These Dog Food Preservatives Could Be Toxic to Your Pet
Why Preservative Are Needed
Although animal fats are a crucial part of every dog food, they’re also
subject to spoilage — becoming rancid not too long after manufacture. So, to
extend the shelf life of any pet food, suppliers must add a preservative to many
fat or oil ingredients.Yet food preservatives aren’t all the same. They can be
classified as either natural — or artificial. Natural preservatives are
typically made from vitamins C or E. You’ll usually find them on a dog food
ingredients list using some form of the words “tocopherol” or “ascorbate”.
These items typically look like this…“…chicken fat preserved with alpha-tocopherol”
Natural preservatives are typically considered safe
Dog Food Preservative or Pesticide?
However, artificial preservatives are another story. Used long term, they
can add a notable risk of toxicity to any dog food. For example, ethoxyquin is
one artificial preservative to watch for on a label. That’s because ethoxyquin
is not only used as a preservative but also as a pesticide — and as a hardening
agent for making synthetic rubber. Ethoxyquin has been under investigation by
the FDA as a possible cause for certain liver and blood problems.

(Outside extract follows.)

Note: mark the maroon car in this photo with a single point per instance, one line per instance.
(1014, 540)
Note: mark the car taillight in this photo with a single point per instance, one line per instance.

In addition, the preservative is not permitted for use in Australian dog
foods nor is it approved within in the European Union.1Yet to this day,
ethoxyquin is still commonly found in many popular brands of dog food.
Two More to Avoid
Here are two more chemical bad guys to watch out for…
Butylated hydroxyanisole (BHA)
Butylated hydroxytoluene (BHT)
The World Health Organization has named both BHT and BHA as suspicious
cancer-causing compounds. Plus the State of California has now identified BHA as
a possible carcinogen, too.
Considering these troubling issues, you’d think these two dubious
preservatives would be shunned by the pet food industry. Unfortunately,
both BHA and BHT can still be found in a number of commercial dog foods.